By VIEWdigital editor Brian Pelan
I have a strong affinity for the public library, as it is the place where I fell in love with books.
I am reminded of this as we celebrate Book Week NI which runs from Monday, October 21, to Sunday, October 27, Jointly hosted by BBC NI and Libraries NI, this week brings together communities, schools, and media to celebrate the pleasure and importance of reading.
The first library that I went to was in west Belfast in the 1960s, overseen by the formidable, no-nonsense head librarian, Ms Perry.
I discovered the world of CS Lewis’s Narnia and Jack London’s White Fang and Call of the Wild.
Growing up in a working class estate, these books and many others, including the poetry of Ogden Nash, the superb Bronte sisters, and Robert Tressell’s The Ragged Trousered Philanthropists, were a literary gateway to another world. Sadly, this particular library no longer exists, except in my memories. It was closed in 2010, and subsequently demolished, following a series of cuts to public libraries in Belfast.
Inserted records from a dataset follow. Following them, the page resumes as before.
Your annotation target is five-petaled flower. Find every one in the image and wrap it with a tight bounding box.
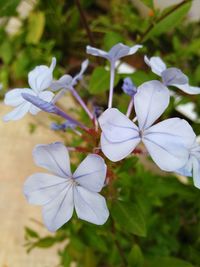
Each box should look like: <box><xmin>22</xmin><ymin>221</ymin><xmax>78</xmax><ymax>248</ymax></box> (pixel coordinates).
<box><xmin>144</xmin><ymin>56</ymin><xmax>200</xmax><ymax>95</ymax></box>
<box><xmin>4</xmin><ymin>58</ymin><xmax>56</xmax><ymax>121</ymax></box>
<box><xmin>176</xmin><ymin>142</ymin><xmax>200</xmax><ymax>189</ymax></box>
<box><xmin>99</xmin><ymin>81</ymin><xmax>195</xmax><ymax>171</ymax></box>
<box><xmin>86</xmin><ymin>43</ymin><xmax>142</xmax><ymax>63</ymax></box>
<box><xmin>24</xmin><ymin>143</ymin><xmax>109</xmax><ymax>231</ymax></box>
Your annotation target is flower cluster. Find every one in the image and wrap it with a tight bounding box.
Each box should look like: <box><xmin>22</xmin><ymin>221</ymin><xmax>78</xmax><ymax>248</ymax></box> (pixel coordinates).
<box><xmin>4</xmin><ymin>43</ymin><xmax>200</xmax><ymax>231</ymax></box>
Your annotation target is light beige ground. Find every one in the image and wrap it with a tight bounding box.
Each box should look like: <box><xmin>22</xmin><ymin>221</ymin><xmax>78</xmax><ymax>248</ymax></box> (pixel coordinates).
<box><xmin>0</xmin><ymin>104</ymin><xmax>66</xmax><ymax>267</ymax></box>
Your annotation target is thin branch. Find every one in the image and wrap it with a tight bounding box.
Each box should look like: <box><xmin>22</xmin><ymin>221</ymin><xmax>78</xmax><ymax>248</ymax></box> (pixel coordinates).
<box><xmin>75</xmin><ymin>0</ymin><xmax>95</xmax><ymax>46</ymax></box>
<box><xmin>111</xmin><ymin>217</ymin><xmax>127</xmax><ymax>267</ymax></box>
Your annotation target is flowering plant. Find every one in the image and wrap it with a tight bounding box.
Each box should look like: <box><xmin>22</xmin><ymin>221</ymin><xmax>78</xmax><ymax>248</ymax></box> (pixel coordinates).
<box><xmin>4</xmin><ymin>43</ymin><xmax>200</xmax><ymax>265</ymax></box>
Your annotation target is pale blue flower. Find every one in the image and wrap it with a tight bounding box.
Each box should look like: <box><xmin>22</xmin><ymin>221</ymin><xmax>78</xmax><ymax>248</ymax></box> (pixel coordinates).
<box><xmin>50</xmin><ymin>59</ymin><xmax>89</xmax><ymax>91</ymax></box>
<box><xmin>144</xmin><ymin>56</ymin><xmax>200</xmax><ymax>95</ymax></box>
<box><xmin>176</xmin><ymin>143</ymin><xmax>200</xmax><ymax>189</ymax></box>
<box><xmin>3</xmin><ymin>58</ymin><xmax>56</xmax><ymax>121</ymax></box>
<box><xmin>86</xmin><ymin>43</ymin><xmax>142</xmax><ymax>62</ymax></box>
<box><xmin>24</xmin><ymin>143</ymin><xmax>109</xmax><ymax>232</ymax></box>
<box><xmin>122</xmin><ymin>77</ymin><xmax>137</xmax><ymax>96</ymax></box>
<box><xmin>99</xmin><ymin>81</ymin><xmax>195</xmax><ymax>171</ymax></box>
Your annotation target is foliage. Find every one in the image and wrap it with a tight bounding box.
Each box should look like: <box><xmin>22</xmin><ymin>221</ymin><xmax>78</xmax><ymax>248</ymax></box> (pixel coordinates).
<box><xmin>0</xmin><ymin>0</ymin><xmax>200</xmax><ymax>267</ymax></box>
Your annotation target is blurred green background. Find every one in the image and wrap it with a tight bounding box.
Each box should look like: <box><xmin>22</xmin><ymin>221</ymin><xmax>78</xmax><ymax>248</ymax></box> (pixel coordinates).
<box><xmin>0</xmin><ymin>0</ymin><xmax>200</xmax><ymax>267</ymax></box>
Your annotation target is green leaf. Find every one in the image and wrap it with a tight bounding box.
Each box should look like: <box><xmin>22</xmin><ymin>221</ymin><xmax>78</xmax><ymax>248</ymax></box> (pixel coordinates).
<box><xmin>112</xmin><ymin>201</ymin><xmax>146</xmax><ymax>236</ymax></box>
<box><xmin>144</xmin><ymin>1</ymin><xmax>192</xmax><ymax>40</ymax></box>
<box><xmin>144</xmin><ymin>257</ymin><xmax>193</xmax><ymax>267</ymax></box>
<box><xmin>89</xmin><ymin>67</ymin><xmax>119</xmax><ymax>95</ymax></box>
<box><xmin>26</xmin><ymin>12</ymin><xmax>45</xmax><ymax>44</ymax></box>
<box><xmin>0</xmin><ymin>41</ymin><xmax>14</xmax><ymax>64</ymax></box>
<box><xmin>0</xmin><ymin>0</ymin><xmax>21</xmax><ymax>17</ymax></box>
<box><xmin>140</xmin><ymin>0</ymin><xmax>154</xmax><ymax>8</ymax></box>
<box><xmin>128</xmin><ymin>245</ymin><xmax>144</xmax><ymax>267</ymax></box>
<box><xmin>34</xmin><ymin>237</ymin><xmax>55</xmax><ymax>248</ymax></box>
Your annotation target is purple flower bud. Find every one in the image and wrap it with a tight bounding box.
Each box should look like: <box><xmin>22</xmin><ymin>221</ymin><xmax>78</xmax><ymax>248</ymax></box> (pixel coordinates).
<box><xmin>93</xmin><ymin>106</ymin><xmax>104</xmax><ymax>118</ymax></box>
<box><xmin>22</xmin><ymin>93</ymin><xmax>57</xmax><ymax>113</ymax></box>
<box><xmin>122</xmin><ymin>77</ymin><xmax>137</xmax><ymax>96</ymax></box>
<box><xmin>50</xmin><ymin>120</ymin><xmax>77</xmax><ymax>131</ymax></box>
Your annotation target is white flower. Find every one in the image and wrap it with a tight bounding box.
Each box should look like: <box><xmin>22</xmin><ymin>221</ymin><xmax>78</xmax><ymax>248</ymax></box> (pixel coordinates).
<box><xmin>99</xmin><ymin>81</ymin><xmax>195</xmax><ymax>171</ymax></box>
<box><xmin>86</xmin><ymin>43</ymin><xmax>142</xmax><ymax>64</ymax></box>
<box><xmin>176</xmin><ymin>143</ymin><xmax>200</xmax><ymax>189</ymax></box>
<box><xmin>4</xmin><ymin>58</ymin><xmax>56</xmax><ymax>121</ymax></box>
<box><xmin>24</xmin><ymin>143</ymin><xmax>109</xmax><ymax>231</ymax></box>
<box><xmin>144</xmin><ymin>56</ymin><xmax>200</xmax><ymax>95</ymax></box>
<box><xmin>50</xmin><ymin>59</ymin><xmax>89</xmax><ymax>91</ymax></box>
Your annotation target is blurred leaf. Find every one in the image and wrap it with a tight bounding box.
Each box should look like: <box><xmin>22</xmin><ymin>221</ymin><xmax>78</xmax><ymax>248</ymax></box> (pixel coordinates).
<box><xmin>111</xmin><ymin>201</ymin><xmax>146</xmax><ymax>236</ymax></box>
<box><xmin>144</xmin><ymin>257</ymin><xmax>193</xmax><ymax>267</ymax></box>
<box><xmin>34</xmin><ymin>236</ymin><xmax>55</xmax><ymax>248</ymax></box>
<box><xmin>83</xmin><ymin>247</ymin><xmax>97</xmax><ymax>267</ymax></box>
<box><xmin>103</xmin><ymin>32</ymin><xmax>124</xmax><ymax>51</ymax></box>
<box><xmin>26</xmin><ymin>12</ymin><xmax>45</xmax><ymax>44</ymax></box>
<box><xmin>0</xmin><ymin>0</ymin><xmax>21</xmax><ymax>17</ymax></box>
<box><xmin>144</xmin><ymin>1</ymin><xmax>192</xmax><ymax>40</ymax></box>
<box><xmin>128</xmin><ymin>245</ymin><xmax>144</xmax><ymax>267</ymax></box>
<box><xmin>140</xmin><ymin>0</ymin><xmax>154</xmax><ymax>8</ymax></box>
<box><xmin>0</xmin><ymin>40</ymin><xmax>14</xmax><ymax>64</ymax></box>
<box><xmin>89</xmin><ymin>67</ymin><xmax>119</xmax><ymax>95</ymax></box>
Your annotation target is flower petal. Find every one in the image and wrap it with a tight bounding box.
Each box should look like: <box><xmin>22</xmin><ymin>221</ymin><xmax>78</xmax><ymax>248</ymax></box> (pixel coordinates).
<box><xmin>73</xmin><ymin>154</ymin><xmax>107</xmax><ymax>192</ymax></box>
<box><xmin>86</xmin><ymin>45</ymin><xmax>108</xmax><ymax>59</ymax></box>
<box><xmin>3</xmin><ymin>100</ymin><xmax>31</xmax><ymax>122</ymax></box>
<box><xmin>72</xmin><ymin>59</ymin><xmax>89</xmax><ymax>86</ymax></box>
<box><xmin>33</xmin><ymin>142</ymin><xmax>72</xmax><ymax>177</ymax></box>
<box><xmin>4</xmin><ymin>88</ymin><xmax>35</xmax><ymax>107</ymax></box>
<box><xmin>42</xmin><ymin>184</ymin><xmax>74</xmax><ymax>232</ymax></box>
<box><xmin>28</xmin><ymin>58</ymin><xmax>55</xmax><ymax>92</ymax></box>
<box><xmin>74</xmin><ymin>186</ymin><xmax>109</xmax><ymax>225</ymax></box>
<box><xmin>161</xmin><ymin>68</ymin><xmax>188</xmax><ymax>86</ymax></box>
<box><xmin>101</xmin><ymin>133</ymin><xmax>141</xmax><ymax>162</ymax></box>
<box><xmin>134</xmin><ymin>81</ymin><xmax>170</xmax><ymax>129</ymax></box>
<box><xmin>30</xmin><ymin>87</ymin><xmax>54</xmax><ymax>115</ymax></box>
<box><xmin>144</xmin><ymin>56</ymin><xmax>167</xmax><ymax>76</ymax></box>
<box><xmin>24</xmin><ymin>173</ymin><xmax>69</xmax><ymax>205</ymax></box>
<box><xmin>99</xmin><ymin>108</ymin><xmax>139</xmax><ymax>143</ymax></box>
<box><xmin>142</xmin><ymin>118</ymin><xmax>195</xmax><ymax>171</ymax></box>
<box><xmin>171</xmin><ymin>83</ymin><xmax>200</xmax><ymax>95</ymax></box>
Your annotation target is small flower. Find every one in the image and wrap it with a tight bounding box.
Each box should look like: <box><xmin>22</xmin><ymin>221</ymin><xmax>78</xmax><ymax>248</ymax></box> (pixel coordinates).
<box><xmin>144</xmin><ymin>56</ymin><xmax>200</xmax><ymax>95</ymax></box>
<box><xmin>176</xmin><ymin>143</ymin><xmax>200</xmax><ymax>189</ymax></box>
<box><xmin>86</xmin><ymin>43</ymin><xmax>142</xmax><ymax>64</ymax></box>
<box><xmin>122</xmin><ymin>77</ymin><xmax>137</xmax><ymax>96</ymax></box>
<box><xmin>4</xmin><ymin>58</ymin><xmax>56</xmax><ymax>121</ymax></box>
<box><xmin>50</xmin><ymin>59</ymin><xmax>89</xmax><ymax>91</ymax></box>
<box><xmin>99</xmin><ymin>81</ymin><xmax>195</xmax><ymax>171</ymax></box>
<box><xmin>24</xmin><ymin>143</ymin><xmax>109</xmax><ymax>232</ymax></box>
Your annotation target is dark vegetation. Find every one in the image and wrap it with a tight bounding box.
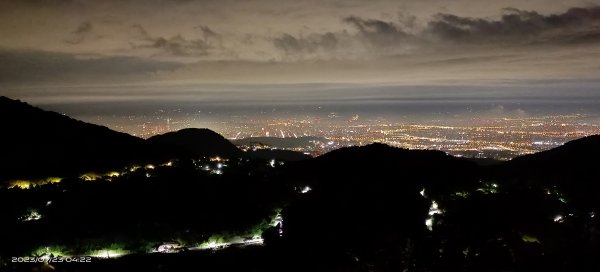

The closure of Andersonstown library has been replicated throughout the UK with vast numbers of public libraries no longer existing.
The role of the traditional “librarian behind the counter” is under threat in a drive by some UK councils to cut staff hours using self-service checkouts. Officials in some local authorities are proposing that libraries can be operated at times without any professional librarians, relying on self-service technology, smartcards for entry and CCTV.
This has been criticised as a “mad idea”, limiting access to librarians’ advice and expertise for the young, vulnerable and many elderly people.
More than 180 UK council-run facilities have either been closed or handed over to volunteer groups over the past eight years in Britain and more than 2,000 jobs have been lost. Nearly 950 libraries have reduced their opening hours in that time too.
One person in every hundred the UK struggles to read and write. Around 36 million adults in the USA can’t maintain employment because of their inability to read or write.
Public libraries are free to use and are an essential service. I fully support all efforts to defend the public library.
I owe it to the child I was in the 1960s when the books in my public library stirred my imagination and let it soar.